Еще в 1918 году подотдел учета и регистрации был переведен из прежнего помещения цензурного комитета в дом гостиницы "Петергоф", на углу Моховой и Воздвиженки. Однако, в октябре или ноябре 1919 года, весь этот дом был полностью предоставлен центральному комитету коммунистической партии. Подотделу приказали немедленно выселиться - и он не без труда нашел себе пристанище на Девичьем Поле, где ему отвели две комнаты в доме Архива Министерства Юстиции. Брюсов, живший на 1-ой Мещанской, очутился в необходимости ездить на службу через весь город. Ни автомобиля, ни лошади ему не полагалось по штату, а трамваи почти не действовали. Брюсов к тому же был болен и иногда по целым неделям лежал в постели: у него был фурункулез - повидимому, на почве интоксикации (уже двенадцать лет он был морфинистом). В конце года он подал в отставку. Мне предложили занять его место.

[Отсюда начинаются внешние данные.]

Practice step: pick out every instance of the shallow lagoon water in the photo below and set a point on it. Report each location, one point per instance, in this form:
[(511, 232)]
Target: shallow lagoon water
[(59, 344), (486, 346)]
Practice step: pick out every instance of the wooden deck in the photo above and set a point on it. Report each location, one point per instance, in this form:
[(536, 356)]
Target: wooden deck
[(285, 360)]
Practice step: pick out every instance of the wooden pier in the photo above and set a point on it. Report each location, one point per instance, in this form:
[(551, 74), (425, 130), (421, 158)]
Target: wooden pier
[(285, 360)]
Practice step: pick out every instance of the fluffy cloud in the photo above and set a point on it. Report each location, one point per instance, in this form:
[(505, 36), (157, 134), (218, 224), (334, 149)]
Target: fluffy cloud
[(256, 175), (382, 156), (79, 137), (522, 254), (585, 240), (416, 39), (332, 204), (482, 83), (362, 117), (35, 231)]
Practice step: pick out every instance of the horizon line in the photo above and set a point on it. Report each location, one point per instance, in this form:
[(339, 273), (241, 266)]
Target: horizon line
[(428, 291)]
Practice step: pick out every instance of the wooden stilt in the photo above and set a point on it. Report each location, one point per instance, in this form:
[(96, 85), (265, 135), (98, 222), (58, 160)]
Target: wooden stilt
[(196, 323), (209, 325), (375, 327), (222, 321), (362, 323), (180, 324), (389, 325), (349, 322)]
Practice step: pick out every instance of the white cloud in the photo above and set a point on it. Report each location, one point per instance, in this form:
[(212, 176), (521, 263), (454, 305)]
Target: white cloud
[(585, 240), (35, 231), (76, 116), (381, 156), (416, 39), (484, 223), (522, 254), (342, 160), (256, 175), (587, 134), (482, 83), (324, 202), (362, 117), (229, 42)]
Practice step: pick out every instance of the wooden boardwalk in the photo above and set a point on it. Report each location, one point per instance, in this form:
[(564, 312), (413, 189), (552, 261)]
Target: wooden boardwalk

В ту пору советские учреждения еще переживали эпоху, которую можно назвать эпохой перманентного становления. Круг деятельности каждого из них непрестанно менялся, так же, как его права и обязанности. Происходило это главным образом вследствие неути-
67
хавшей борьбы местных советов с органами центрального правительства. Неудивительно, что и цензурные функции рано или поздно были отняты у московского совета и переданы куда-то выше, - куда именно, я уже не помню. Произошло это, вероятно, в середине 1919 года. Таким образом, когда мне предложили занять место Брюсова, одиозная часть его прежних обязанностей отпала. Самый подотдел учета и регистрации к этому времени стал называться Московской Книжной Палатой. Всё дело ее заключалось в том, чтобы вести библиографическую регистрацию выпускаемых типографиями печатных произведений и получать с типографий так называемые "обязательные экземпляры". Число таких экземпляров к этому времени было доведено до двадцати пяти. Двадцать два из них Книжная Палата должна была рассылать по книгохранилищам, имеющим государственное значение: прежде всего в Публичную Библиотеку, в Румянцевский и Исторический музеи, в библиотеку Академии Наук, в университетские библиотеки и т. д.
Штат Книжной Палаты был невелик: кроме меня, состоял он из секретаря, регистратора, машинистки и курьера Янчука - человека ворчливого и кудластого, уже пожилого, весьма недовольного новыми порядками: он служил еще в цензурном комитете и достался Книжной Палате, так сказать, по наследству, вместе с мебелью и многочисленными фотографиями старых цензоров. Фотографии эти, в деревянных рамочках, он развесил в моем кабинете и тщательно стирал с них пыль тряпкой. На меня он сперва косился - потом мы подружились.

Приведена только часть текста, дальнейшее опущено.